Breakfast on Pluto (2005)
Neil Jordan’s The Crying Game stands as one of the most significant films released in the past thirty years, if for no other reason than that it’s a suspense thriller that owes nothing to Hitchcock. It is also probably the single most essential gay-acceptance film ever made. By the time we discover that she is a he, even the most homophobic observer, drawn in by audience word-of-mouth that refused to reveal the film’s secret, would be hard pressed not to have been won over by Dil’s story.
The years immediately following The Crying Game found Jordan directing his one major commercial nod (Interview with a Vampire), a pair of muddled Irish films celebrating descents into madness (Michael Collins, The Butcher Boy) and The Good Thief, an unspeakably useless remake of Jean-Pierre Melville’s masterful Bob le Flambeur. At a kill-or-cure point in his artistic growth, Jordan found Lourdes in Breakfast on Pluto, novelist Patrick McCabe’s vivid account of one Patrick “Kitten” Braden (Cillian Murphy), a transgender teenager searching for her mother amidst the turmoil of IRA bombings and glam London in the seventies.

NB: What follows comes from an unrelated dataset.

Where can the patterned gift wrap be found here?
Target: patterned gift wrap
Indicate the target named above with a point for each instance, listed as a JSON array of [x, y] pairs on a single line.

For decades, biopics that open in flashback have tended to adhere to a more conventional set-‘em-up-to-watch-‘em die structure (La Bamba, Terms of Endearment, The Passion of the Christ). But before looking back, Breakfast on Pluto kicks off by subverting two of the oldest tropes in the business: here, the unwanted baby left on the church doorstep and the leggy beauty — she causes the harassing construction worker to halt in mid-wolf-whistle upon discovering things aren’t what they seem — are one and the same. Cute, talking Disney-fied CG robins herald the arrival of a foundling deposited next to the milkman’s bottles. (Given the subject matter, these mechanical birds owe more to Blue Velvet than Mary Poppins.) Father Bernard (Liam Neeson) dispatches the urchin to the care of barkeep Ma Braden (Ruth McCabe), a domineering old harridan who is aghast to discover her nine-year-old consignment modeling foster mum’s dress and lipstick. (Strange how his older step-sister doesn’t draw any flack for wearing a man’s necktie as part of her school uniform.) Around the time young Patrick begins grappling with the concept of gender identity, another pressing question emerges that will haunt our lead over the next 135 minutes: who was the woman that dropped Patrick on the steps of a church in Tyreelin, Ireland?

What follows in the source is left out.